Setting file-store.stream-depth to 0 permits store of the entire file; here, 0 means "unlimited."

file-store.stream-depth will always override stream.reassembly.depth when filestore keyword is used. However, it is not possible to set file-store.stream-depth to a value less than stream.reassembly.depth. Values less than this amount are ignored and a warning message will be displayed.

A protocol parser, like modbus, could permit to set a different store-depth value and use it rather than file-store.stream-depth.

Using the SHA256 for file names allows for automatic de-duplication of extracted files. However, the timestamp of a preexisting file will be updated if the same files is extracted again, similar to the touch command.

Optionally a fileinfo record can be written to its own file sharing the same SHA256 as the file it references. To handle recording the metadata of each occurrence of an extracted file, these filenames include some extra fields to ensure uniqueness. Currently the format is:

<SHA256>.<SECONDS>.<ID>.json

where <SECONDS> is the seconds from the packet that triggered the stored file to be closed and <ID> is a unique ID for the runtime of the Suricata instance. These values should not be depended on, and are simply used to ensure uniqueness.

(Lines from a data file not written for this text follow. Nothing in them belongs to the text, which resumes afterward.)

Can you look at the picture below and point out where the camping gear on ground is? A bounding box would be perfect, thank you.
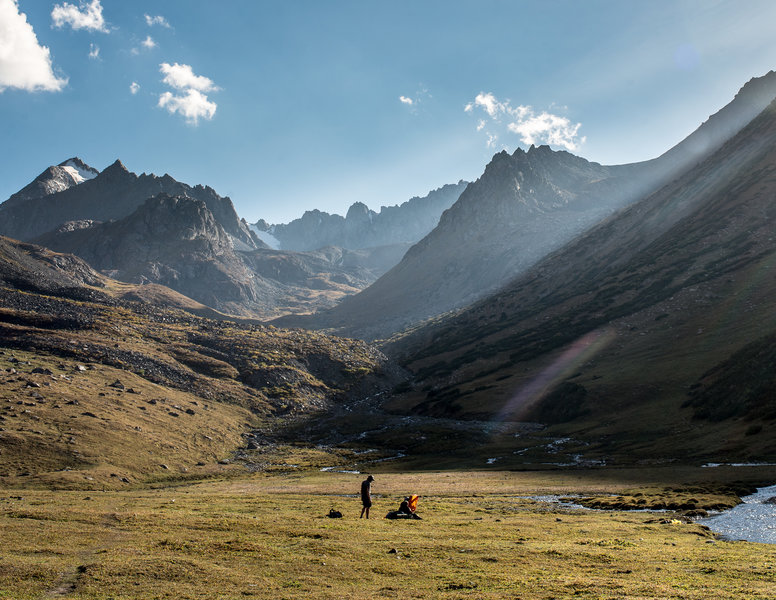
[385,494,420,520]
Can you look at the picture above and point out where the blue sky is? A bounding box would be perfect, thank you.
[0,0,776,223]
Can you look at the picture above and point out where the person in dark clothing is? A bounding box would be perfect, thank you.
[359,475,375,519]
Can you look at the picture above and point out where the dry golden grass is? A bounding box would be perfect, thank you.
[0,351,256,488]
[0,471,776,600]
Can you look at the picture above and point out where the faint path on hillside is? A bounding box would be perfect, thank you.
[42,504,133,598]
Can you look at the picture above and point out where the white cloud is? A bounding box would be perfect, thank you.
[0,0,67,92]
[464,92,585,152]
[159,63,219,125]
[143,15,170,29]
[51,0,108,33]
[159,88,217,125]
[159,63,218,92]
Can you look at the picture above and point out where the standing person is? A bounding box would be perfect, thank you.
[359,475,375,519]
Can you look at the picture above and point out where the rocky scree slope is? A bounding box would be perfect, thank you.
[0,238,403,487]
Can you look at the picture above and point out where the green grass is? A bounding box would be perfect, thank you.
[0,471,776,600]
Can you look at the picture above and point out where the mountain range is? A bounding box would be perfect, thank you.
[0,158,442,318]
[279,72,776,339]
[253,181,468,251]
[392,91,776,461]
[0,72,776,464]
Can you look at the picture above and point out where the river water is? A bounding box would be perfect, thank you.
[697,485,776,544]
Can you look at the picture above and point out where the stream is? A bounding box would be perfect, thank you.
[697,485,776,544]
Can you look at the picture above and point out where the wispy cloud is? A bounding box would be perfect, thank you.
[464,92,585,152]
[0,0,67,92]
[51,0,108,33]
[143,15,170,29]
[159,63,219,125]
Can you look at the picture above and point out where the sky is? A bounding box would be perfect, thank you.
[0,0,776,223]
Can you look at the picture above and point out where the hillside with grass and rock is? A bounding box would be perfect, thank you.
[0,238,403,487]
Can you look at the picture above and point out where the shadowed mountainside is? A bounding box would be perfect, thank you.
[393,97,776,460]
[279,72,776,339]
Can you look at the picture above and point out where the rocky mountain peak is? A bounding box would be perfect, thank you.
[57,156,99,179]
[345,202,375,221]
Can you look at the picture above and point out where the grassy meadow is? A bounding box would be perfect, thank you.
[0,468,776,600]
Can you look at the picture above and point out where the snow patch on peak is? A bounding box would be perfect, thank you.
[60,158,98,184]
[250,224,280,250]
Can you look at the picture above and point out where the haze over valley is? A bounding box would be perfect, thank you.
[0,0,776,600]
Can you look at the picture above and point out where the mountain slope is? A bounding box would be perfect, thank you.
[0,237,401,489]
[0,160,265,250]
[4,157,99,207]
[35,193,400,318]
[254,181,467,251]
[284,72,776,339]
[394,102,776,460]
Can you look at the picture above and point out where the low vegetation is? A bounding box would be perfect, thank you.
[0,472,776,600]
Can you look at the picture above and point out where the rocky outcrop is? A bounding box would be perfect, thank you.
[31,193,398,318]
[3,157,99,206]
[254,181,467,251]
[0,160,266,251]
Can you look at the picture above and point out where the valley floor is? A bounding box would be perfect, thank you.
[0,465,776,600]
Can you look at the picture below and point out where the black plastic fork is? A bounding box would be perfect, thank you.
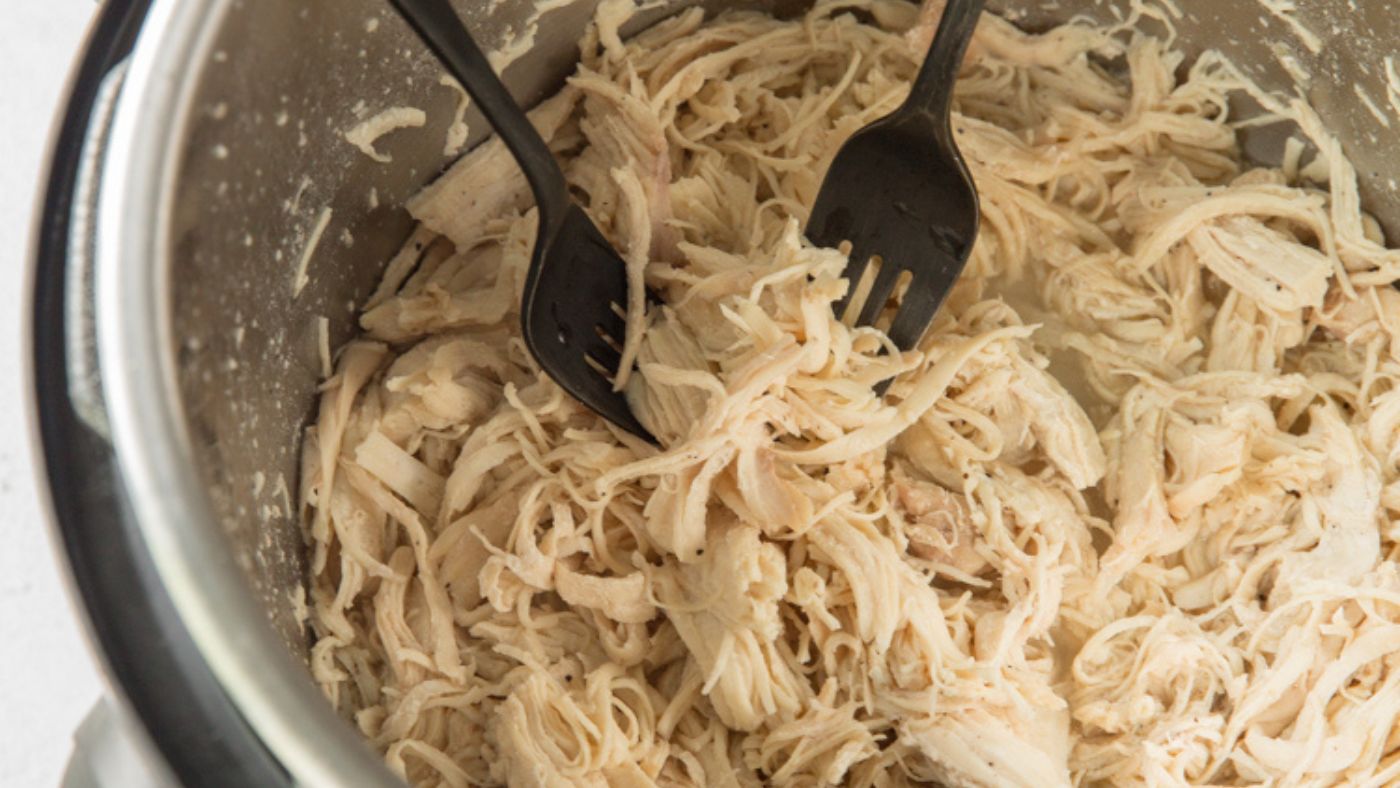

These fileinfo records are identical to the fileinfo records logged to the eve output.

See File-store (File Extraction) for more information on configuring the file-store output.

Note

This section documents version 2 of the file-store. Version 1 of the file-store has been removed as of Suricata version 6.

19.4. Rules

Without rules in place no extraction will happen. The simplest rule would be:

alert http any any -> any any (msg:"FILE store all"; filestore; sid:1; rev:1;)

This will simply store all files to disk.

Want to store all files with a pdf extension?

alert http any any -> any any (msg:"FILE PDF file claimed"; fileext:"pdf"; filestore; sid:2; rev:1;)

Or rather all actual pdf files?

alert http any any -> any any (msg:"FILE pdf detected"; filemagic:"PDF document"; filestore; sid:3; rev:1;)

Or rather only store files from black list checksum md5 ?

alert http any any -> any any (msg:"Black list checksum match and extract MD5"; filemd5:fileextraction-chksum.list; filestore; sid:4; rev:1;)

Or only store files from black list checksum sha1 ?

alert http any any -> any any (msg:"Black list checksum match and extract SHA1"; filesha1:fileextraction-chksum.list; filestore; sid:5; rev:1;)

Or finally store files from black list checksum sha256 ?

::

alert http any any -> any any (msg:"Black list checksum match and extract SHA256"; filesha256:fileextraction-chksum.list; filestore; sid:6; rev:1;)

Bundled with the Suricata download, is a file with more example rules. In the archive, go to the rules directory and check the files.rules file.

19.5. MD5

Suricata can calculate MD5 checksums of files on the fly and log them. See Storing MD5s checksums for an explanation on how to enable this.